Der Autokrat muss sich deshalb eine bestimmte Gruppe in der Gesellschaft zur Komplizin machen. Jene, die er am ehesten für bereit hält, seiner binären Weltanschauung (»Wir gegen die«) zu folgen. Das müssen nicht immer diejenigen sein, denen es ökonomisch besonders schlecht geht, wie eine landläufige Vermutung nahelegt. Gerade bei dem bereits erwähnten Brexit-Votum beispielsweise hat sich gezeigt, dass sich Angehörige aller sozioökonomischen Schichten von der Rhetorik der Befürworter eines EU-Austritts haben begeistern lassen.

Autokratie ist der Rückfall in den Naturzustand, den Thomas Hobbes beschreibt. Nicht nur er, auch Jean-Jacques Rousseau und John Locke haben ihre Theorie einer guten und gerechten Gesellschaft auf dem Ausgang aus dem Naturzustand begründet. Das Faustrecht – das Recht des Stärkeren – generiert, so die Denker, Angst sowohl bei den Beherrschten als auch bei den Herrschern selbst, denn sie könnten ebenfalls von einem noch stärkeren Herrscher eines Nachbarreiches niedergerungen werden.

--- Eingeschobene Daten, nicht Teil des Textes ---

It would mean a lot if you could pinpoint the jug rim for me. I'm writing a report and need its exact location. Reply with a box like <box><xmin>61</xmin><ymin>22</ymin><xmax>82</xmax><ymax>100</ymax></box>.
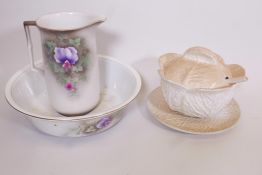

Bereits in der Antike hat man versucht, sich auf gewisse gemeinsame Grundsätze der Kriegsführung zu verständigen, um Schwächere vor Stärkeren zu schützen. Der Stärkere sollte die Schwäche seines Nachbarn nicht ohne Not ausnutzen dürfen und ihn überfallen, seine Ernte niederbrennen, Reichtümer rauben, Frauen verschleppen und Männer versklaven. Wer einer so in Bedrängnis geratenen Nation zu Hilfe eilt, sagt der heilige Augustinus, der tut ein gutes Werk. Der Krieg, den er gegen den Unterdrücker führt, wird dadurch ein »gerechter Krieg«.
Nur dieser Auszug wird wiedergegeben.